They were once the toast of the oil town, courted by everyone from OPEC producer Saudi Arabia to energy giant BP Plc and top independent trader Vitol Group. Not so much anymore.
Instead, China’s independent refiners — whose purchases helped soak up a global oil glut — are reducing imports, cutting operations, being shunned by sellers and getting throttled by the taxman. At least one has gone bust. A near 50 percent rally in crude over the past year and a drop in the local currency, making dollar-denominated raw materials costlier, hasn’t helped either.
The turmoil roiling the refiners, known as teapots, risks curbing shipments to No. 1 importer China and may prove another hurdle for a further gain in global prices. As the Organization of Petroleum Exporting Countries boosts output to fill potential supply gaps due to disruptions, a slowdown in demand from Asia — the world’s biggest oil-consuming region — could threaten the market’s balance.
“Some teapots will have huge operating losses and some may even be wiped out from the market as they cut refining rates amid higher tax costs,” said Harry Liu, a Beijing-based consultant with IHS Markit Ltd. “Crude imports have already dropped in June to about 8 million barrels a day, which we think will become the new norm for China’s imports going forward.”
Still, it’s unlikely all teapots will be affected equally. The companies run the gamut from relatively big, cash-rich firms boasting a processing capacity of over 300,000 barrels a day, to small outfits that operate a single plant with daily capacity of less than 50,000 barrels. The refiners that run larger, more sophisticated facilities rivaling state-owned giants may be better shielded from the issues racking the industry.
Tax Bills
While a drive by Xi Jinping’s administration to revamp the Chinese economy had helped thrust the teapots into the spotlight about three years ago, another government policy is slamming the breaks on their growth. As the president expands his anti-corruption campaign and seeks to curb financial risks, credit is getting harder to come by at a time when the economy is weakening.
The teapots also face higher tax bills after authorities closed a loophole that had allowed them to declare fuels such as gasoline and diesel — which are subject to a levy — as other oil products that don’t attract a consumption tax.
Almost 40 percent of the processors — who make up about a third of China’s total refining capacity — may currently be running at a loss, said Pang Guanglian, Beijing-based senior economist at the China Petroleum and Chemical Industry Federation, whose members include state-run companies as well as teapots. “With oil prices rising so fast this year, independent refiners bear huge costs of taxes.”

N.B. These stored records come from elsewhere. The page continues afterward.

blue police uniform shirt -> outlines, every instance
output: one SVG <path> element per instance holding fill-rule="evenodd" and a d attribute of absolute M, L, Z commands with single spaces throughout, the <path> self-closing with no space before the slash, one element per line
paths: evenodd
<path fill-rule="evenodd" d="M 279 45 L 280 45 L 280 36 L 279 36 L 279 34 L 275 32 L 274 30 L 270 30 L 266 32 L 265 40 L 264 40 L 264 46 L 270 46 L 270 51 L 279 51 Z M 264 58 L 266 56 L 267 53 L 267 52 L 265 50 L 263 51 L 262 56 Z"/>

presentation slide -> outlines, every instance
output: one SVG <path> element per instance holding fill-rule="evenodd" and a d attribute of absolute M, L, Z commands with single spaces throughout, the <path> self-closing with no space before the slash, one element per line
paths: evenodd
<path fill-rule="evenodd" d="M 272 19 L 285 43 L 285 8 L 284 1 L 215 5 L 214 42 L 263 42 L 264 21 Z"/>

Brent crude, the benchmark for more than half the world’s oil, was trading near $74 a barrel on Wednesday, about 43 percent higher than a year earlier.
Crude Imports
Imports by refiners in Shandong — the Chinese province where most of the teapots are clustered — fell by 350,000 barrels a day in June versus a month earlier, according to Cinda Securities. July volumes may further drop by the same amount due to lower demand from independent processors, it said. Crude stockpiles in the region, meanwhile, remain high after hitting a record in May.
However, according to Shanghai-based commodities researcher ICIS China, imports may pick up in the third quarter, with the start up of some new mega refineries.
“By all accounts it sounds like the tax changes combined with the credit crunch is really starting to hurt the teapots,” said Michal Meidan, an analyst with industry consultant Energy Aspects Ltd. “It’s a combination though of the new tax system, limited political support, a squeeze by the majors to buy less product output and not just the tax change.”
While international traders remain wary of doing business with smaller teapots as banks raise the cost of financing transactions with the firms, China’s state-run refining giants such as Sinopec and PetroChina Co. may stand to benefit the most from the woes of the independent refiners, according to a Bloomberg survey of 5 participants in the nation’s oil market.
Chinese state-owned companies can also gain from offtake agreements that allow using fuel from teapots as collateral, and the sale of relatively cheap domestic crudes including Penglai that are sought after by the refiners.
Operating rates at independent refineries in Shandong province fell below 54 percent of capacity in July, the lowest level in almost two years, according to data from industry researcher SCI99. Run rates reached a high of over 70 percent late last year, before the government-initiated tax reforms kicked in during March 2018.
On whether the companies face an existential crisis, Energy Aspects’s Meidan said, “My main caution would be that they’ve survived in the past. But it does feel different this time.”